In March 2010, the Hudsons had signed a contract for WiFiLand to install wireless Internet service so visitors could purchase a password that gave them Internet access during their time at the St. Louis RV park. A month after a contractor installed equipment, guests began having trouble. In June, the park owners asked the Connecticut company to send someone to troubleshoot problems. Still, problems persisted. Following another wireless outage in October, when a contractor couldn’t figure how to fix the service, the couple opted to severe ties with the company.

Mary Hudson wrote to the owner of WiFiLand, saying they would discontinue service and that the contract in place was actually never executed. She informed the company it had 10 days to remove its equipment.

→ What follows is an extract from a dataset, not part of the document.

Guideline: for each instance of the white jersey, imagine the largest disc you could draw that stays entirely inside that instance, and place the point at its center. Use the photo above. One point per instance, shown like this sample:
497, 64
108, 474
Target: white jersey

The company wrote back, saying the Hudsons violated their contract, in part by not providing adequate notice or giving the company enough time to remedy the problems.

WiFiLand filed a complaint in Connecticut Superior Court in January, 2011.

In the end, a trial judge ruled the Internet system worked at least some of the time and agreed with WifiLand that a contract had been breached. But he awared the plaintiff only a nominal $1 in damages and $5,000 in attorney fees, far shy of the attorney fees sought by WiFiLand.

Since then, the case has dragged on, wrapped up in appeals, counter-appeals and, at one point, settlement negotiations. It still isn’t over, despite a recent ruling from the Connecticut Appellate Court affirming the trial court’s decision.

David Burke, the attorney who represented the Hudsons, said “I would just like this to end for my client.”

The owner of the now-defunct Internet company is on his third attorney.